Despite enjoying more foreign demand than any other Spanish province, Alicante has the “dubious honour” of having the biggest provincial glut of never-sold homes on the market, explains a recent article in the Spanish daily El Mundo.
8 years after the bubble burst, the property market in Alicante province, home to both the North Costa Blanca and South Costa Blanca, is still flooded with homes built during the boom years that have never found a buyer, reports El Mundo. Since 2009, Alicante has had the “dubious honour” of being the province with the biggest glut of never-sold homes weighing down on the market.
In recent years the rhythm of home sales has picked up in Alicante, in large part driven by growing foreign demand, but even this hasn’t been enough to mop up the glut and get Alicante off the top spot in the glut ranking. Alicante is the province where foreign demand is highest, with some 10,953 foreign purchases in 2015, according to data from the Registrars. The glut has fallen by just 15% from its peak of 50,500 in 2010.
The excess new home inventory in Alicante is even higher than much bigger provinces like Madrid and Barcelona, where populations are much larger. According to the latest report from the Confederation of Spanish Associations of Construction Product Manufacturers (Cepco) there were 42,912 never-sold homes on the market in Alicante in Q1 of this year. That compares to 40,724 in Madrid province, and 42,074 in Barcelona province.
Alicante is not the only province in the Valencian Region with an outsized glut dragging down the market. In Castellón province, home to the Costa del Azahar, there are 26,509 never-sold homes still languishing on the market. By Autonomous region, Andalusia has the biggest glut of new homes for sale (95,306), followed by the Valencian Region with 94,083.
Looking at the glut in terms of new homes for sale per 1,000 of population, experts consider that a figure of 1,000 is manageable for the market. In Alicante the figure is 2,329, and a whopping 4,615 in Castellón.
After the Spanish property bubble burst, inland Alicante was “Ground Zero” for the resulting overhang of new homes says in the article, “in contrast with the recovery in new homes on the coast.”
The problem is that most of Alicante’s glut is in the wrong place. Many of the homes started towards the end of the boom had unattractive locations far from the coast, where there is no demand for sale or rental at current prices, perhaps at any price.

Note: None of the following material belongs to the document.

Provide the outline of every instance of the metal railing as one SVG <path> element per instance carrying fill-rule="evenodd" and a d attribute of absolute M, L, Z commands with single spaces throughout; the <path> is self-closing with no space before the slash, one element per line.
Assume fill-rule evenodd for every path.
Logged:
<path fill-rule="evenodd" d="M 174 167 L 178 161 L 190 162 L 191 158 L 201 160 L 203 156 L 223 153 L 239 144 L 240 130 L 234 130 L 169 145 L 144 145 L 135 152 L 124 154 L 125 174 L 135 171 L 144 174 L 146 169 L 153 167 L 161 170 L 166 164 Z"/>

It doesn’t help that banks own most of the stock, and are hanging onto them with unrealistic prices in the hope that the market picks up. Local developers have recommended demolishing part of the glut to remove its poisonous impact on the market.
There is very little inventory left for sale on the coast, where people want to buy, reports El Mundo, and new development on the coast is growing once again.
There was an interesting comment to the article by a reader explaining why the glut is not selling, whilst new homes built today are finding buyers. “This product is obsolete, which is why it doesn’t sell,” explains a reader with the username of Duplex, who sounds like a property professional. “The new developments we are doing, based on new designs, are selling like hot cakes, both on the coast of Alicante and the Mar Menor [in Murcia]. In fact, there are quite a few areas where new villas sell for more than one million euro. There is a genuine boom going on on the coast, but the buyer today doesn’t want balustrades nor tiles. That’s like trying to sell a model of car with a design from 15 years ago.”